Asset-based verification
Jumbo lenders care deeply about asset verification because the loan size is larger. They typically:
- Verify 60+ days of asset history to confirm “seasoned” funds
- Confirm brokerage asset title (is the account actually in the borrower’s name?)
- Identify large deposits and trace their source
- Verify retirement account balances with recent statements
For tech employees with stock positions, the asset verification includes:
- Vested RSUs held in the brokerage account
- Unvested RSUs (often partially credited at 40-60% of face value)
- ESPP holdings
- Options (usually excluded from asset calculation until exercised)
- Pre-IPO equity (usually excluded or heavily haircut)

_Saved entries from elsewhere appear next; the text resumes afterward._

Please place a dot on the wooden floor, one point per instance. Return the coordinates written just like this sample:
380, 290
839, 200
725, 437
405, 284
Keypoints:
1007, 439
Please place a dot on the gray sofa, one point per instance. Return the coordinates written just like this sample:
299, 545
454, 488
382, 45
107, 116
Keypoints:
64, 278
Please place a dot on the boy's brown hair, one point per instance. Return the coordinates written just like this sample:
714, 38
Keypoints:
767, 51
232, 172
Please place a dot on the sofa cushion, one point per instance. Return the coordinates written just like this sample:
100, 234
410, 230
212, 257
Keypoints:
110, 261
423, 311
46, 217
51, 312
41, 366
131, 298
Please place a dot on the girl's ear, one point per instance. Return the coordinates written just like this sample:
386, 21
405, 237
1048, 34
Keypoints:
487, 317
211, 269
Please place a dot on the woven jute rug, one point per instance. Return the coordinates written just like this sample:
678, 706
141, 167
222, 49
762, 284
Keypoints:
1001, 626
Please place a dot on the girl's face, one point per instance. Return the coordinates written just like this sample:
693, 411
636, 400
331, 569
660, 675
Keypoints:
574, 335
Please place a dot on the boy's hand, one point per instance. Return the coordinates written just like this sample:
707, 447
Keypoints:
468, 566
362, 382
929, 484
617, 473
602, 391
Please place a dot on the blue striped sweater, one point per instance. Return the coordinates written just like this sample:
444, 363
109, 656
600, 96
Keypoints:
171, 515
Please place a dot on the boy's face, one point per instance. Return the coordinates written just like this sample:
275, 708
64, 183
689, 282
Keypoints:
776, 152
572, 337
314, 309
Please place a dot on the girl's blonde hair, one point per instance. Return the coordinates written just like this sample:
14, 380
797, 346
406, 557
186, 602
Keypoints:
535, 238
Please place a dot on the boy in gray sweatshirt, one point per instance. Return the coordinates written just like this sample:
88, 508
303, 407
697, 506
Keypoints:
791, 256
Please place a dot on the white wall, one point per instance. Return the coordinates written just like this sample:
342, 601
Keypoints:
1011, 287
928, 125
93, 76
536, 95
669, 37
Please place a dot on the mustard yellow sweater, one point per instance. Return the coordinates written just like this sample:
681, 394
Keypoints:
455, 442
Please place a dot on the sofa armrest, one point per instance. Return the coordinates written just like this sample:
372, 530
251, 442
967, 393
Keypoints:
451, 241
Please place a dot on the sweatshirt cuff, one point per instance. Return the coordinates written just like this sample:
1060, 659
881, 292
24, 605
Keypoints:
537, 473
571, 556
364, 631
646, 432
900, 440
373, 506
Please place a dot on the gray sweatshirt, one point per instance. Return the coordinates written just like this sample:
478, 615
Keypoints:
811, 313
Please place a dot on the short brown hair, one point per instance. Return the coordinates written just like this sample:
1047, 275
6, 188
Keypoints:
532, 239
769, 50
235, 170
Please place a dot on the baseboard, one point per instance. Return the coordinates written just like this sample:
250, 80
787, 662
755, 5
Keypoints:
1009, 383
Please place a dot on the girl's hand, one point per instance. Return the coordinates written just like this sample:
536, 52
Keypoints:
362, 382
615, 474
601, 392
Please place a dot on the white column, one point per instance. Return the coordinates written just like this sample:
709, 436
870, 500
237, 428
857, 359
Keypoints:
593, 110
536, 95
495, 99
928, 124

Non-QM and bank-statement paths
For tech employees whose income doesn’t fit the W-2 mold, founders paying themselves minimally, equity-heavy compensation with low base, consulting income, non-QM jumbo lenders offer alternative paths:
- Bank-statement programs: 12-24 months of personal or business bank statements
- Asset-depletion programs: qualify on net worth divided over loan term
- Tax-return programs: qualify on Schedule C or K-1 income
Rates on non-QM jumbo run 50-200 bps higher than standard jumbo. Down payment requirements are typically higher (20-30%).
Relationship pricing and wealth-desk access
Many jumbo loans are originated through private-bank or wealth-desk channels where the borrower already has an investment relationship. Benefits:
- Rate discounts of 25-75 bps
- Flexible DTI and income documentation
- Faster underwriting
- Ability to pledge assets as collateral instead of traditional secured paid-in cash
To qualify for wealth-desk pricing, lenders typically require $1M-$3M of investable assets on deposit with their firm. For a senior IC with liquid assets of $2M+, this is often the lowest-cost path.
Frequently asked
What’s the break point between conforming and jumbo in my market? The high-cost limit for 2025 is $1,209,750 in designated counties. Check FHFA’s county list. If your home price minus 20% down exceeds this, you’re in jumbo territory.
Do jumbo rates price off the same benchmark as conforming? No. Conforming rates derive from the MBS market tied to Fannie/Freddie. Jumbo rates are set by private lenders against their own cost of capital, which varies by lender.
Can I use an SBLOC to cover part of the down payment? Yes, but lenders treat the SBLOC as a liability that increases DTI. The SBLOC collateral also can’t be double-counted as reserves. Many jumbo borrowers avoid SBLOC during the loan process.
Does the §6501 three-year statute apply to mortgage tax return review? Irrelevant directly, lenders can request returns beyond 3 years regardless of IRS statute. The practical issue is that tax returns are usually furnished directly via 4506-C transcript retrieval from IRS, which goes back 4 years.
How does trailing nexus affect jumbo qualification? Not the lender’s concern directly, but if you moved from California and California is still taxing your RSU income under trailing-nexus rules, your state tax bill may be higher than your W-2 alone suggests. Disclose all state tax liability in the loan application.